South Africa’s ruling ANC announced on Monday January 29 that it was suspending the country’s ex-President Jacob Zuma, who indicated last month that he would campaign for another movement ahead of the next elections.
“Zuma and others whose conduct is in conflict with our values and principles will find themselves outside the African National Congress” (ANC), said Fikile Mbalula, Secretary General of the ANC, which has been governing the country since the end of apartheid in April 1994.
The decision, widely expected, is a further sign of the divisions within the movement ahead of this year’s general elections – the final date has not yet been announced, but they are due to be held between May and August 2024. Spattered by corruption scandals in a gloomy socio-economic context, the ANC, long in a position of strength, could lose its parliamentary majority for the first time in its history, according to opinion polls.
Jacob Zuma was the fourth president of democratic South Africa, from 2009 to 2018, but was forced from power by corruption scandals and fell out with the party he once led. In December 2023, Mr. Zuma, 81, said he would campaign for a new small radical party, Umkhonto We Sizwe (MK, or “Spearhead of the Nation”), named after the ANC’s military wing during the apartheid period.

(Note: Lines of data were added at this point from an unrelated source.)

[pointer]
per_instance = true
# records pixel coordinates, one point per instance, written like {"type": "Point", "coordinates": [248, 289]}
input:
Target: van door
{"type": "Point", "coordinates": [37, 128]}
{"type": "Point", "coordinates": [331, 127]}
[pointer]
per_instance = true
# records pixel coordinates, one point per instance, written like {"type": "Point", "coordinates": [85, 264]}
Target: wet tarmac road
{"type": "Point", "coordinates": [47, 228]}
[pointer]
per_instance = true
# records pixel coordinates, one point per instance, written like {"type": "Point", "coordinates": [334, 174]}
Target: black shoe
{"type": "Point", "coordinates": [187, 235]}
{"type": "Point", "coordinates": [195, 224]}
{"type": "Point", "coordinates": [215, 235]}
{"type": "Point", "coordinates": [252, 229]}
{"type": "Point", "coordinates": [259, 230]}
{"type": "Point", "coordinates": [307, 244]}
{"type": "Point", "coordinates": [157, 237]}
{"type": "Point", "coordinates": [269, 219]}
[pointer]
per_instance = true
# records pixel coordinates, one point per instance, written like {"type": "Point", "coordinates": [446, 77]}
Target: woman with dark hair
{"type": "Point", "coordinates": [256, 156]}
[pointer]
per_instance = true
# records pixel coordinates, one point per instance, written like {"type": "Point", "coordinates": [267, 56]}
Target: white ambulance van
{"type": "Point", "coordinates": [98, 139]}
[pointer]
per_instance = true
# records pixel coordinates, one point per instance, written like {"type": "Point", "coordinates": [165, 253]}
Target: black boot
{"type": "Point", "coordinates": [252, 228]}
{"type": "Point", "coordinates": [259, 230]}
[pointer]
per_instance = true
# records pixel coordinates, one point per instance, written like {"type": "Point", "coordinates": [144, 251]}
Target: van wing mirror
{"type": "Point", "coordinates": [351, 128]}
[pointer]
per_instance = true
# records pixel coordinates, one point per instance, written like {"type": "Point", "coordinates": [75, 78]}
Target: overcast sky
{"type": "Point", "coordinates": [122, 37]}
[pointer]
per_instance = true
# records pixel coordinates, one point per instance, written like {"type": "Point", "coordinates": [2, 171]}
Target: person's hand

Fikile Mbalula added that the ANC would lodge a complaint with the Electoral Court to have the new party deregistered, and launch proceedings to recover its name. “The creation of the MK party is no accident,” said Mr. Mbalula after a meeting of the ANC’s Executive Committee, attended by South African President Cyril Ramaphosa. “It is a deliberate attempt to use the proud history of armed struggle against the apartheid regime to give credibility to what is a blatantly counter-revolutionary agenda,” he denounced.